Lokasi tambang terbuka milik PT Newmont Nusa Tenggara di Batu Hijau, Sumbawa Barat, Nusa Tenggara Barat. Tambang di Batu Hijau yang mulai beroperasi secara penuh pada Maret tahun 2000 tersebut menghasilkan 4,87 kilogram tembaga dan emas sebesar 0,37 gram dari setiap ton bijih yang diolah. TEMPO/Eko Siswono Toyudho
TEMPO.CO, Jakarta - Juru Bicara PT Newmont Nusa Tenggara, Rubi W. Purnomo, menegaskan bahwa Newmont siap kembali pada proses renegosiasi kontrak. “Newmont tetap memiliki keinginan dan siap untuk meneruskan dialog dengan pemerintah,” katanya di Jakarta pada Kamis, 10 Juli 2014.
Niatan tersebut, menurut Rubi, bertujuan agar tercapainya sebuah resolusi yang memungkinkan Newmont dapat memulai operasinya kembali. “Resolusi tersebut harus mengakui hak dan kewajiban kedua belah pihak, sebagaimana yang disetujui dalam kontrak karya,” ujarnya. (Baca: M.S. Hidayat: Renegosiasi dengan Freeport Rampung)
Selain itu, Rubi juga berharap situs tambang Batu Hijau yang sudah berhenti beroperasi sejak pekan pertama Juni lalu bisa ikut dibahas dalam konteks resolusi yang dihasilkan Newmont dan pemerintah. “Newmont menghendaki nilai tambang Batu Hijau bisa layak secara finansial sesuai dengan usia tambang,” tuturnya.

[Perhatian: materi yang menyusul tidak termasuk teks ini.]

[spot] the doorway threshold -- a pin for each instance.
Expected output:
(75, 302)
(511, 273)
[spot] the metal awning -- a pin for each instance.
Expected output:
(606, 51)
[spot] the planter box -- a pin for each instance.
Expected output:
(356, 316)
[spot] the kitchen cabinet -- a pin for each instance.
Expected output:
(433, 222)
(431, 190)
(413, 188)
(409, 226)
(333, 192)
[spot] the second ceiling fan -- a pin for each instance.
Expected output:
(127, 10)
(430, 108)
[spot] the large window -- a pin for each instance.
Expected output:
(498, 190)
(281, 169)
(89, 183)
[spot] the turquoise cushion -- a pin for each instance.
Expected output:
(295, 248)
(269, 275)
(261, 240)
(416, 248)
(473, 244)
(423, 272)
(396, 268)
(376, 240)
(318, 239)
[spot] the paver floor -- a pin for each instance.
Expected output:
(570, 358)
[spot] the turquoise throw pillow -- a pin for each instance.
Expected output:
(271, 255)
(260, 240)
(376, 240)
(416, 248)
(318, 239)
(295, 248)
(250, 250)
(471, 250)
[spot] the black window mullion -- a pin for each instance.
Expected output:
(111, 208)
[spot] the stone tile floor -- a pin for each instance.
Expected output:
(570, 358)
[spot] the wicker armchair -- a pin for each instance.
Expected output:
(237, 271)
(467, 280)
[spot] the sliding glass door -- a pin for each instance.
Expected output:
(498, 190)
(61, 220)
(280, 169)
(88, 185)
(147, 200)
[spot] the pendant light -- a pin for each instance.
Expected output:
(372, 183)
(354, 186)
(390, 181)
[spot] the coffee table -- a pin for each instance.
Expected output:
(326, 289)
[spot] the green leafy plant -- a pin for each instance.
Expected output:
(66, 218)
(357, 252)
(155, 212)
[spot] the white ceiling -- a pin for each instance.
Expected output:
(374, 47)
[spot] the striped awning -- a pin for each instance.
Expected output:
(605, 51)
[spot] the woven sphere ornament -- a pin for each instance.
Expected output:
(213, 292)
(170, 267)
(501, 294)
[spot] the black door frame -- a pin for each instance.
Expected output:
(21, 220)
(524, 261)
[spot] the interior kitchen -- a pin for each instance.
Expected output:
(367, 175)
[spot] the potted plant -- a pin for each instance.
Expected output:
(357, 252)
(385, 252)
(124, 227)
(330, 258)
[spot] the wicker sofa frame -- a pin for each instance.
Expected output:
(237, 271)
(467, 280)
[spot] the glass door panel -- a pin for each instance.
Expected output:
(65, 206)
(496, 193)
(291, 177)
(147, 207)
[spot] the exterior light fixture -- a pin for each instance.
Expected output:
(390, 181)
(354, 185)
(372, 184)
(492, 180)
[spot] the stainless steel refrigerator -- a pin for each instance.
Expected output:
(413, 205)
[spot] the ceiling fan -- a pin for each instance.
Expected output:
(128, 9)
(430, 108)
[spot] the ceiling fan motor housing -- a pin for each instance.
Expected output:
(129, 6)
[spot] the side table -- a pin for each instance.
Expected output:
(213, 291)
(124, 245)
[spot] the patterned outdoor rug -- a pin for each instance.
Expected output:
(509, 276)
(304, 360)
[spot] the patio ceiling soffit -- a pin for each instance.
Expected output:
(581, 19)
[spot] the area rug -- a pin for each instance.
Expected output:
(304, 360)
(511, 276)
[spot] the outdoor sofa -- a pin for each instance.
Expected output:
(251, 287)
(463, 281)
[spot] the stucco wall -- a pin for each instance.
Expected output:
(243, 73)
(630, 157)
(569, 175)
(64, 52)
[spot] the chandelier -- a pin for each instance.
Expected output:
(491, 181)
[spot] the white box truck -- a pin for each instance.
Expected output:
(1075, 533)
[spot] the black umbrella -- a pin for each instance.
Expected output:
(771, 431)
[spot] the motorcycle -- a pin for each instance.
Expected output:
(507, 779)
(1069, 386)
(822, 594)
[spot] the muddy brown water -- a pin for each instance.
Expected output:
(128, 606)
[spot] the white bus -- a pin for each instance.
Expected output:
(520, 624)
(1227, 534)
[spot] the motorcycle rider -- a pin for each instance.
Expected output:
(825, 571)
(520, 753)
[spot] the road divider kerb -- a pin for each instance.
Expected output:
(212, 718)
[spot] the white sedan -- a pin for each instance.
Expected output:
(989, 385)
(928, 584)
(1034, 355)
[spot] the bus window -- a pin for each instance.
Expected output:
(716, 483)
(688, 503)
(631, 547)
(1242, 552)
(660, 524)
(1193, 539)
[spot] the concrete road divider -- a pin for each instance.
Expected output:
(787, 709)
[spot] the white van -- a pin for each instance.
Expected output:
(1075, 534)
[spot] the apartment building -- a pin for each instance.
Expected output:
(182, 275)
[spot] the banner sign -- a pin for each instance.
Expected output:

Pekan lalu, Newmont telah menggugat pemerintah Indonesia ke pengadilan arbitrase internasional. Gugatan tersebut mempersoalkan adanya larangan ekspor mineral mentah dan tuntutan menurunkan bea keluar ekspor konsentrat yang diterapkan setelah berlakunya Undang-Undang Mineral dan Batubara. (Lihat juga: Lima Kejanggalan Gugatan Newmont Versi Ahli Hukum)
Undang-undang tersebut juga mengatur bea keluar untuk ekspor konsentrat tembaga pada 2014 yang ditetapkan 25 persen, dan akan meningkat mencapai 60 persen pada 2016. Selain itu, pemerintah juga belum menerbitkan surat persetujuan ekspor konsentrat tembaga untuk Newmont. (Berita terkait: Pemerintah Mungkin Tutup Newmont)
Ahli hukum internasional dari Universitas Indonesia, Hikmahanto Juwana, juga menilai substansi gugatan Newmont salah alamat dan tak etis, mengingat Newmont dan pemerintah masih dalam proses renegosiasi.
Newmont, kata Hikmahanto, melayangkan gugatan lewat International Center for Settlement of Investment Dispute (ICSID). Padahal, ia menjelaskan, “Bila substansi kontrak karya yang hendak dipermasalahkan, arbitrase yang seharusnya menyelesaikan adalah arbitrase komersial yang dibentuk berdasarkan kontrak karya, bukan melalui forum ICSID.”